Generator functions are very cool. But up until recently I hadn’t found a use case for them. That is, until I was working on streaming responses from an LLM. Streamed responses are great—they provide visual feedback to the user for what would otherwise be a very long delay. However, the code to handle the streamed response isn’t something you’d want to duplicate in all of your React components.
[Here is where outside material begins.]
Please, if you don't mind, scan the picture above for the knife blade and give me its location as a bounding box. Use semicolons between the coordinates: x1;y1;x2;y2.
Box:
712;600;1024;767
By leveraging generator functions, it’s possible to extract the complicated bits and increase the readability of the response handlers.

Below is a basic example to illustrate the concept:

async function *streamResponse(response: Response): AsyncGenerator<string, void, unknown> {
    if (!response.ok) {
      throw new Error(`HTTP error! status: ${response.status}`);
    }

    if (!response.body) {
      throw new Error('No response body');
    }

    const reader = response.body.getReader();
    const decoder = new TextDecoder();

    try {
      while (true) {
        const { done, value } = await reader.read();
        if (done) break;

        const chunk = decoder.decode(value, { stream: true });
        const lines = chunk.split('\n');

        for (const line of lines) {
          if (line.trim() && line.startsWith('data: ')) {
            const data = line.slice(6);
            if (data === '[DONE]') return;

            try {
              const parsed = JSON.parse(data);
              const content = extractContent(parsed);
              if (content) yield content;
            } catch (e) {
              continue;
            }
          }
        }
      }
    } finally {
      reader.releaseLock();
    }
}

function extractContent(parsed: any): string | null {
    return parsed.choices?.[0]?.delta?.content ||
           parsed.content ||
           parsed.text ||
           null;
}

async function useStreamingLLM() {
  const payload = {
    model: 'your-model',
    messages: [{ role: 'user', content: 'Hello, world!' }],
    stream: true,
  };

  const response = await fetch(
    'https://api.your-llm-provider.com/v1/completions',
    {
        headers: { 'Authorization': 'Bearer your-api-key' },
        method: "POST",
        body: JSON.stringify(payload),
    }
  );

  for await (const chunk of streamResponse(response)) {
    console.log('Received chunk:', chunk);
    // setState(prev => prev + chunk)
  }
}

This could be rewritten to increase portability, and Zod could be added for additional safety.